Türk sinemasının 58 yıllık sanatçısı Eşref Kolçak, anılarını Yener Süsoy'a anlattı. Kolçak, Türk tiyatro ve sinemasının efsanesi Cahide Sonku'nun son dönemlerinde yaşadığı bir olayı hiç unutamıyor.
- Cahide Sonku gerçek bir hanımefendiydi, çok güzel bir kadındı. Sanata ve sanatçıya karşı müthiş bir sevgisi, saygısı vardı. En küçük bir burun büyüklüğü yoktu, kim olursa olsun insanları ayırmazdı. Beni sinemada ilk tanıtan, iftihar duyduğum filmim onun oğlunu oynadığım ‘‘Fedakar Ana’’dır. Bu film Türkiye'de çekilen en uzun filmdir, tam 3 bin 300 metre çekildi, yaklaşık 2,5 saat yani. O zamana kadar figüranlıktan aldığım para 2 liraydı, 1947'de Cahide Sonku kendi yapımı olan Fedakar Ana'da bana 4 günlük çalışma için 100 lira verdi. Benim için çok büyük acıdır ki, o büyük insanın son günlerini gördüm. Bana hayatımın en büyük parasını veren insanı yıllar sonra düşkün halde görmek beni yıktı. Bir akşam Pera Palas'ın yanındaki yokuşta olan evime giderken arkamdan ‘‘Eşref bey, Eşref bey’’ diye bir ses duydum. Dönünce hemen tanıdım, elinin öpüp ne emrettiğini sordum. ‘‘Kusura bakmayın, çok özür dilerim, acaba bana 10 lira verebilir misiniz?’’ dedi. Vallahi o anda cebimde 10 liradan başka tek kuruş yoktu, hiç tereddüt etmeden, onu utandırmadan elini öperek takdim ettim. Onun karşısında duyduğum ezikliği, acıyı hiç unutamam.

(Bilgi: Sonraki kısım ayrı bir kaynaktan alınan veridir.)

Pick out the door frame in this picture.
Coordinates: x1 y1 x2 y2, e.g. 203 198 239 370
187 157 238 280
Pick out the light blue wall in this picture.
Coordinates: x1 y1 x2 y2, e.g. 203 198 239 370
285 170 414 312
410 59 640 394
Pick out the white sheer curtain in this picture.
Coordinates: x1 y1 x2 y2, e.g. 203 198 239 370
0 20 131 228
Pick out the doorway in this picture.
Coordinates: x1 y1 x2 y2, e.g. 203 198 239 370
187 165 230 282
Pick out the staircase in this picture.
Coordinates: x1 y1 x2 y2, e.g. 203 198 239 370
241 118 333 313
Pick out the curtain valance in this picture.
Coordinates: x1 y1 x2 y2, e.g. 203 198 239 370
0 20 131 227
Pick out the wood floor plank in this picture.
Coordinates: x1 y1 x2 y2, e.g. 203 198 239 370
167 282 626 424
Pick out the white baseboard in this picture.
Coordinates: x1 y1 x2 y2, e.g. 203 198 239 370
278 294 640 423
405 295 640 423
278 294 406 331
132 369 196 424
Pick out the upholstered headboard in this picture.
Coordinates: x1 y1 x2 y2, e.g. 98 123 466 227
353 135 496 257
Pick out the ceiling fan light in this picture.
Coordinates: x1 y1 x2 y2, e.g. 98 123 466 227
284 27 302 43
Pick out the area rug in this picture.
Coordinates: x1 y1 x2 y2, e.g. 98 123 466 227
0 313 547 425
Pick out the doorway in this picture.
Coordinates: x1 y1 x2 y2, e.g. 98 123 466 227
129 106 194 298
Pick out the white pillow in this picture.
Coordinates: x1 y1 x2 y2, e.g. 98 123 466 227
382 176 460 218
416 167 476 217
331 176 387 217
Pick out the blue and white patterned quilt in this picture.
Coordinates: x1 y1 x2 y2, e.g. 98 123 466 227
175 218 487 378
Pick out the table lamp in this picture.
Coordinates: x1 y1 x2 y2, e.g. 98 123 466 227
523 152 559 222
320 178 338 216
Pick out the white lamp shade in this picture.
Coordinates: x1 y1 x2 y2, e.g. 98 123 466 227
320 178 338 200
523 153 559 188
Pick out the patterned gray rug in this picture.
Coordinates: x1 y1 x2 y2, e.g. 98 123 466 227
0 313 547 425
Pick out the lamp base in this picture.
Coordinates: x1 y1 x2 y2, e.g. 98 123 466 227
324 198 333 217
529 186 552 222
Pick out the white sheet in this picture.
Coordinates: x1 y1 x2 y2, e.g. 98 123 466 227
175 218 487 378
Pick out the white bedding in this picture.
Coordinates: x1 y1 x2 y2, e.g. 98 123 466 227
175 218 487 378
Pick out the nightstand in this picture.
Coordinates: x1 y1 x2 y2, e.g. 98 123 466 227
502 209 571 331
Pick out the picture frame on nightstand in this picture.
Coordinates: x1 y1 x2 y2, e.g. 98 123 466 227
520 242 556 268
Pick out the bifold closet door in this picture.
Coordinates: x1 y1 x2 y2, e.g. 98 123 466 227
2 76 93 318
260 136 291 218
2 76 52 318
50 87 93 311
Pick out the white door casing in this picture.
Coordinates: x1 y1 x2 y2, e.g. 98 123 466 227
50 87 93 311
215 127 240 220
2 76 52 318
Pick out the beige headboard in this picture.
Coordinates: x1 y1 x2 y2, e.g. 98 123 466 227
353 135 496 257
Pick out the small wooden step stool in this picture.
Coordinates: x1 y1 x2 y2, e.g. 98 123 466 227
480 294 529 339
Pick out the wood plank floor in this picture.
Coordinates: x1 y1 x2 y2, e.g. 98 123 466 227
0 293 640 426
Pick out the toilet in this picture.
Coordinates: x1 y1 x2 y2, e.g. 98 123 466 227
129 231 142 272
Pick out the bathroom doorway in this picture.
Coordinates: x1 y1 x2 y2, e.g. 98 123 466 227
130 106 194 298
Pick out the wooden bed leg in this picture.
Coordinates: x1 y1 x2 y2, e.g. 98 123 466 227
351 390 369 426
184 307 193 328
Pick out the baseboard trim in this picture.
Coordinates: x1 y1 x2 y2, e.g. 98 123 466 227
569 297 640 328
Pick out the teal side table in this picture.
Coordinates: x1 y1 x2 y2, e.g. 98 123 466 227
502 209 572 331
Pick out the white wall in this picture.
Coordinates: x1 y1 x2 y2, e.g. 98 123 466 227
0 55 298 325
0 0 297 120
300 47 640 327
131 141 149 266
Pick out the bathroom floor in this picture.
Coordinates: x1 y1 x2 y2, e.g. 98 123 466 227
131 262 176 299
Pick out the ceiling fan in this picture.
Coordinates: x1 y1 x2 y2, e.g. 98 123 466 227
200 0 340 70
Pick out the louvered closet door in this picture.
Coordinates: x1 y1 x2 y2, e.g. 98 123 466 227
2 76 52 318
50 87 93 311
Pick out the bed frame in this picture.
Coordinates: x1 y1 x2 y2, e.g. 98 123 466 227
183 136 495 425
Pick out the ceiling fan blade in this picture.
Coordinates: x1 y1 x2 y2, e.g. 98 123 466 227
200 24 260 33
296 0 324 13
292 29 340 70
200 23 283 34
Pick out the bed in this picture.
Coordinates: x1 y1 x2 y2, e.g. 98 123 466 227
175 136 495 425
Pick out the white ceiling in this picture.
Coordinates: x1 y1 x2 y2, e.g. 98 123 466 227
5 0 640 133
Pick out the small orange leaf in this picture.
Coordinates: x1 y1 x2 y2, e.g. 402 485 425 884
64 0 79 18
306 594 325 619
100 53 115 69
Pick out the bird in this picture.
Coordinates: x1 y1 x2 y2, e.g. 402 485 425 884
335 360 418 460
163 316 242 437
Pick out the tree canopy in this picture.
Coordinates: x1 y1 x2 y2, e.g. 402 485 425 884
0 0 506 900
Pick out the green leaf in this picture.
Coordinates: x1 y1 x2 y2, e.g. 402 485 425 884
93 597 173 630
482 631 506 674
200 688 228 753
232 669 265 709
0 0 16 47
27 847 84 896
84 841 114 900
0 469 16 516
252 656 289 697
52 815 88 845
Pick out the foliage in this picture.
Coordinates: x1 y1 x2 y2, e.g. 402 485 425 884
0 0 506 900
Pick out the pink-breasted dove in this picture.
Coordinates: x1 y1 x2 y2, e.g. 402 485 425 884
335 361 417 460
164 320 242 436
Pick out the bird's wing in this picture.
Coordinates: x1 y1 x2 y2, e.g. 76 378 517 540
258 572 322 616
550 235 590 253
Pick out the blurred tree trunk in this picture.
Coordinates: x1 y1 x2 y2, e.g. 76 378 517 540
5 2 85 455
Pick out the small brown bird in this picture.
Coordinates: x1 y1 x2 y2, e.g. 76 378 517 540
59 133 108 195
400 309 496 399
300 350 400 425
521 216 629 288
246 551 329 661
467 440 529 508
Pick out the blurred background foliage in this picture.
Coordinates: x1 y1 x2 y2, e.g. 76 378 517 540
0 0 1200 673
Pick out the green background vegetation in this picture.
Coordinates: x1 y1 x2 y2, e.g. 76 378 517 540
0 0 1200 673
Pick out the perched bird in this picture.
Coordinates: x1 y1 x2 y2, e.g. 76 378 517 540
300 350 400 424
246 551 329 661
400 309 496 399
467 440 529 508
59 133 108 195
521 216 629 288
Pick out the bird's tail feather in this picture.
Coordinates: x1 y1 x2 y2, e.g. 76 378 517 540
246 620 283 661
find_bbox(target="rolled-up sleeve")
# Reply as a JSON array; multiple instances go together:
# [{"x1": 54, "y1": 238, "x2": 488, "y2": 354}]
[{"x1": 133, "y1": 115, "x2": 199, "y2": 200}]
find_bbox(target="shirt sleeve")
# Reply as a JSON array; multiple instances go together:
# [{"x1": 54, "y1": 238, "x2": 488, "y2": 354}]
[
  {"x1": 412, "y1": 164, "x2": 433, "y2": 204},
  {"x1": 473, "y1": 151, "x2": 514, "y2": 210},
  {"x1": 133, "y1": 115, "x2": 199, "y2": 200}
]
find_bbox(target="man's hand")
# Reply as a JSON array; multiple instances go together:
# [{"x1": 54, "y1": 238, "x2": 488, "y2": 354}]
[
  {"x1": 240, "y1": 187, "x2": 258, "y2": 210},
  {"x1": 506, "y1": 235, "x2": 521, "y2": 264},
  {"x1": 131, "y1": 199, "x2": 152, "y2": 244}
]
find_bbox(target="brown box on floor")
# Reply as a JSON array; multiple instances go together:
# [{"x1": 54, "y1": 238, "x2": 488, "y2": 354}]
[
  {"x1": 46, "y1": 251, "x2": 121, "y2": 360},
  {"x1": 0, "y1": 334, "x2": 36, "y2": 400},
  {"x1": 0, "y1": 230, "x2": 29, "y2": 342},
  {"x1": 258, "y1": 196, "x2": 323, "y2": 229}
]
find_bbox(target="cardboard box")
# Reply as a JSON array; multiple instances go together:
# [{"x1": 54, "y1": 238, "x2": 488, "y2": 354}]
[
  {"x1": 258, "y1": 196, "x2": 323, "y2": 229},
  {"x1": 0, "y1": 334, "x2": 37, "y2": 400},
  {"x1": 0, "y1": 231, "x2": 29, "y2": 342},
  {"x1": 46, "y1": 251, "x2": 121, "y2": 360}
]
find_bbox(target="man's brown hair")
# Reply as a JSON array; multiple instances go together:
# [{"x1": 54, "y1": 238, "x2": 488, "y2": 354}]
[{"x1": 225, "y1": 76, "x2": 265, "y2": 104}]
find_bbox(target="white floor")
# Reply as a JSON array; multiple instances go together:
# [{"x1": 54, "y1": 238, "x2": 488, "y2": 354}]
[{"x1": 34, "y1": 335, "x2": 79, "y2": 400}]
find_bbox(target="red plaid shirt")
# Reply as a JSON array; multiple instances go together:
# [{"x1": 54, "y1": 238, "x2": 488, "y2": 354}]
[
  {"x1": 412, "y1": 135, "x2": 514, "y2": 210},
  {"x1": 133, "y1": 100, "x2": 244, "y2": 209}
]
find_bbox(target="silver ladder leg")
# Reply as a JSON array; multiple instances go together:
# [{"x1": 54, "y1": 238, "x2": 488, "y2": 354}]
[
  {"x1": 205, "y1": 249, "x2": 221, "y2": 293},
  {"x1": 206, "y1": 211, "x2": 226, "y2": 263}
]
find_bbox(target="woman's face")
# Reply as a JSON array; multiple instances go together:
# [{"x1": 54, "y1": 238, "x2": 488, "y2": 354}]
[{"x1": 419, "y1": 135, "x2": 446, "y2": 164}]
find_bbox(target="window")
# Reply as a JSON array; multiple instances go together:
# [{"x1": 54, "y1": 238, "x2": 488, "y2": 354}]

Ayhan Işık’la beraber tiyatro tekelini kırdık
- İlk filmim 1945'te figüran olarak oynadığım ‘‘Gençlik Günahı’’dır. Rol alarak oynadığım ilk filmim ise 1947'de rahmetli Cahide Sonku'nun oğlunu canlandırdığım ‘‘Fedakar Ana’’dır. Başrol oynadığım ilk filim ise 1951-52 sezonunda çevirdiğim ‘‘Affet Beni Allahım.’’ O sezon rahmetli Ayhan Işık da ilk filmi ‘‘Kanun Namına’’yı çevirdi. Rahmetli Ayhan ve ben bu filmleri çevirmeden evvel Türk filmleri küçümsenirdi. O zamana kadar Türk sineması tiyatronun tekelindeydi. Kameraman hariç, oyuncusundan rejisörüne kadar hepsi tiyatro kökenliydi. Tiyatronun Yeşilçam üzerindeki tekelini Ayhan'la beraber kırdık. Sinemaya geçinceye kadar Beyoğlu'nda günde en az 3 filme giderdim. Bugün tam aksanıyla iyi İngilizce konuşabiliyorsam, bunu o günlere borçluyum. İpek ile Melek sinemaları yan yanaydı, aynı filmin Türkçe dublajlısı İpek'te, orijinali ise Melek'te oynardı. Her çarşamba Melek'te gala yapılırdı, yalnız abonman bileti olanlar girebilirdi.